Range of Ghosts by Elizabeth BearRange of Ghosts by Elizabeth Bear is the story of an empire falling apart.  The Old Khagan is dead, and his nephew Temur is left for dead on the battlefield.  However, in a land where each of the Khagan’s living heirs has his own moon in the sky, his survival is no secret, and his uncle is determined to hunt him down.  His first instinct is merely to get away, but when an enemy sends the ghosts of his people to capture his bed-mate, he sets out on a quest to reclaim her.  Along the way, he joins with the wizard and once-princess Samarkar to stand against a hidden cult that seeks to play Temur and his uncle against each other and conquer their people.

The language in this book was beautiful.  Not overly showy, but fluid and graceful, effortlessly leading me through the story.  The love scene early on is one of the most poetic I’ve ever read.

Lots of great female characters: wizards, warriors, horsewomen, grandmothers, princesses, an even a female king.  And horses; Temur’s mare Bansh truly was a character in her own right.  I always love seeing a range of strengths.  Looking back on it now, this book was actually very heavily populated with women.  Given that a lot of the men all killed each other off before the story started, that makes a lot of sense.

My favorite part was the magnificent world building.  The feel of the silk-road fantasy world was very solidly Not European, from the Rasan custom of sticking out your tongue to show respect to the life of the steppe clans, with their horses and white-houses and true names.  The sky changes to reflect the god of whomever holds power in the land, and the gods seem very close.

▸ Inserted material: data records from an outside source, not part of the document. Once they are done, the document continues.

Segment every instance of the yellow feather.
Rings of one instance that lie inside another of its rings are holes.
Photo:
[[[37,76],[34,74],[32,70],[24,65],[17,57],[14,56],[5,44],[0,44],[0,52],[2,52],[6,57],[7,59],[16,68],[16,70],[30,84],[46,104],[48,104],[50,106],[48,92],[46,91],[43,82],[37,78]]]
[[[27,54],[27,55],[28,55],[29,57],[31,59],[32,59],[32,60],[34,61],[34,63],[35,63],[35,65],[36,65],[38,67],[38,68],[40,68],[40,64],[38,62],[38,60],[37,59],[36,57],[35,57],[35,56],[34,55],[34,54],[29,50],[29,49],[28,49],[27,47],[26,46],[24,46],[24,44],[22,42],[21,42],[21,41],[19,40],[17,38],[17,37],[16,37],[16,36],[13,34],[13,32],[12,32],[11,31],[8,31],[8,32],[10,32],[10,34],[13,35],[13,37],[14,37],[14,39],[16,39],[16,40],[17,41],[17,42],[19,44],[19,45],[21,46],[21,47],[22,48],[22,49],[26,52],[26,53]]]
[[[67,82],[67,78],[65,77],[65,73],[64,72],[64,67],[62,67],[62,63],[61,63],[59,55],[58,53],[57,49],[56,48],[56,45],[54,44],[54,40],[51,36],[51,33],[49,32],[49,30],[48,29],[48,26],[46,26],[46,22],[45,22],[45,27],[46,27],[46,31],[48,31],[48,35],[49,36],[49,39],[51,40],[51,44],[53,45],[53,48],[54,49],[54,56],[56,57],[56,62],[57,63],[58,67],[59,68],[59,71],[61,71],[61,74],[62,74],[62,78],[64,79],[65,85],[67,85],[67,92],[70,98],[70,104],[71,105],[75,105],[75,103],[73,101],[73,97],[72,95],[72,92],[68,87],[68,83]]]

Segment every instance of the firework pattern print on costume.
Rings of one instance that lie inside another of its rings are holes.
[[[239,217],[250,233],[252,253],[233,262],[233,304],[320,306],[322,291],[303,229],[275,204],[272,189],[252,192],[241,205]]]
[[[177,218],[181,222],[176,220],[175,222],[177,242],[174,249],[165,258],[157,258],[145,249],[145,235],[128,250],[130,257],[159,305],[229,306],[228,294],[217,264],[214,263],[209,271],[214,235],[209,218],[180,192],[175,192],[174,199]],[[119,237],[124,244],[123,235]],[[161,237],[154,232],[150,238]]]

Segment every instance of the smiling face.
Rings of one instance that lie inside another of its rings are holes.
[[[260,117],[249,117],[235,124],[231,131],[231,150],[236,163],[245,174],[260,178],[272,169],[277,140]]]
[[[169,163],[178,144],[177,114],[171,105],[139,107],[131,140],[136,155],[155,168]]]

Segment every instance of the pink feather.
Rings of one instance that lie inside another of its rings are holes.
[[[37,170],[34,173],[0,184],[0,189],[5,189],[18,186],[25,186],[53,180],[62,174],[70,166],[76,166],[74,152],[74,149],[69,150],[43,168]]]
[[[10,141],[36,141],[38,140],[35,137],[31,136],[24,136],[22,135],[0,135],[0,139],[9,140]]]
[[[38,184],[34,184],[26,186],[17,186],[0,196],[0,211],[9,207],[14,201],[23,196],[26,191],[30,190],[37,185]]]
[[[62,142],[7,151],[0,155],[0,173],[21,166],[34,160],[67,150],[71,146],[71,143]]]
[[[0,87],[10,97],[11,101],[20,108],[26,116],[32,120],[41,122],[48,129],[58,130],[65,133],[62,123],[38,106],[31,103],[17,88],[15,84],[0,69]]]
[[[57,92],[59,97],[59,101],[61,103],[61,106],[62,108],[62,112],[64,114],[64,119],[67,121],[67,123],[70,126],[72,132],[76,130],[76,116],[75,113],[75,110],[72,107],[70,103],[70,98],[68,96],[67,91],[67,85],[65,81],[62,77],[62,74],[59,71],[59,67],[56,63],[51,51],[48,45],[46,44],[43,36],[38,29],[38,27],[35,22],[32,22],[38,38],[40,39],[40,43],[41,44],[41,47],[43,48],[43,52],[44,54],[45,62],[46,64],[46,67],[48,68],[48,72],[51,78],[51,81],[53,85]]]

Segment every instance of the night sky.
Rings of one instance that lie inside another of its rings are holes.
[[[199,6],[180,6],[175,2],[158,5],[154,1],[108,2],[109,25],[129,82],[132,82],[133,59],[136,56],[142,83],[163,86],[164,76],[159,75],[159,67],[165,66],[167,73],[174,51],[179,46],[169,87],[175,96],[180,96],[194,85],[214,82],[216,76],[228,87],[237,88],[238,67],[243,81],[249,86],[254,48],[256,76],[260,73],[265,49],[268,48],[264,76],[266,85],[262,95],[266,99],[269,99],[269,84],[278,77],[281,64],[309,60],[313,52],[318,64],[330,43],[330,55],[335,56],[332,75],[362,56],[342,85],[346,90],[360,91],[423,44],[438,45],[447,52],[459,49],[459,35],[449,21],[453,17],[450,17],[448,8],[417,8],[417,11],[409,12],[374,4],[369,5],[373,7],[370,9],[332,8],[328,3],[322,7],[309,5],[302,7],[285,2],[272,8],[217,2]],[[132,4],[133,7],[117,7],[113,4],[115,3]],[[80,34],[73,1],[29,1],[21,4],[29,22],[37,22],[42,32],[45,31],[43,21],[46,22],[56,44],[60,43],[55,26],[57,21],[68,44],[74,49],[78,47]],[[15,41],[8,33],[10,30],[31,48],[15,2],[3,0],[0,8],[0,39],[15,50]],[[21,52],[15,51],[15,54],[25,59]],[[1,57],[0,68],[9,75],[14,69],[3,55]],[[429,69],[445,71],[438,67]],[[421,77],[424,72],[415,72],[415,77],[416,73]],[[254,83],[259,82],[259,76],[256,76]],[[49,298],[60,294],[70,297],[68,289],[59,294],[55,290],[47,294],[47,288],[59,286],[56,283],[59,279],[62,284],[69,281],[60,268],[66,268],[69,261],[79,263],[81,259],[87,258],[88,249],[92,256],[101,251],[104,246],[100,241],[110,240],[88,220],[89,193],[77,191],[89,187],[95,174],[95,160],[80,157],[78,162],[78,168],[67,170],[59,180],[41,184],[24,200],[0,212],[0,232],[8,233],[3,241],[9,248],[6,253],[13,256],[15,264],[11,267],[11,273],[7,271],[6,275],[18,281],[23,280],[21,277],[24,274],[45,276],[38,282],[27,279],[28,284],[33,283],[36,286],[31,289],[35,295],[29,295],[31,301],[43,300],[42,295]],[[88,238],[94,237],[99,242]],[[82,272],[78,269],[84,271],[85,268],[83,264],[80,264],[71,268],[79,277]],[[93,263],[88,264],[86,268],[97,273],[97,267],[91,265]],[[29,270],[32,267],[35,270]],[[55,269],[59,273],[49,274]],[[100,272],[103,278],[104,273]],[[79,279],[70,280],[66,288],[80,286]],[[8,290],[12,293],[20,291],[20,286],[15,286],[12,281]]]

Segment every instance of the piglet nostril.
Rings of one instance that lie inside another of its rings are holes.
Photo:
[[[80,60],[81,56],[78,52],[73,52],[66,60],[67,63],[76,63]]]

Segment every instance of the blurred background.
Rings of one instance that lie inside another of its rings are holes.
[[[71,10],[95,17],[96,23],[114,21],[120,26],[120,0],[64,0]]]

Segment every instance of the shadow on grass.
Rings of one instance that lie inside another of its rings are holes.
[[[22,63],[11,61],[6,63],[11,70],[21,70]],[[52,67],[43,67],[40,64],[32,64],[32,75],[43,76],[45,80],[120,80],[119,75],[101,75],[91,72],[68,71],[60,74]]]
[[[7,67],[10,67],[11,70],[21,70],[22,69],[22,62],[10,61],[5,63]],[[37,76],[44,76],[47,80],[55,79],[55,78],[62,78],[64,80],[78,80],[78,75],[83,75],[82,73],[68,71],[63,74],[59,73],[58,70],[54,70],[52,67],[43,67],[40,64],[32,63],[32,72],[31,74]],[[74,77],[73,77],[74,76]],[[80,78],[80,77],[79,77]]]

It was incredibly refreshing to get away from the familiar old tropes, but in some ways it also placed an extra layer of distance between me and the characters. It felt more like watching a grand adventure unfold than being plunged into the midst of one myself.  I enjoyed the story, but I wasn’t emotionally invested.  I wasn’t compelled to keep reading.  I feel bad about saying that, because it really is a great book, and I’m planning to read the sequel when it comes out.  I think it probably says more about me as a reader; the emotion is all very subtly drawn, dipping very shallowly into the characters and letting their feelings come across mainly through their actions and the choice of description.  Quite different from a lot of my other reading fare, and requiring more concentration on my part.

I went into this book thinking it would probably end up on my Hugo nomination ballot.  I’m not sure it makes it into my top five, but Range of Ghosts is definitely in contention.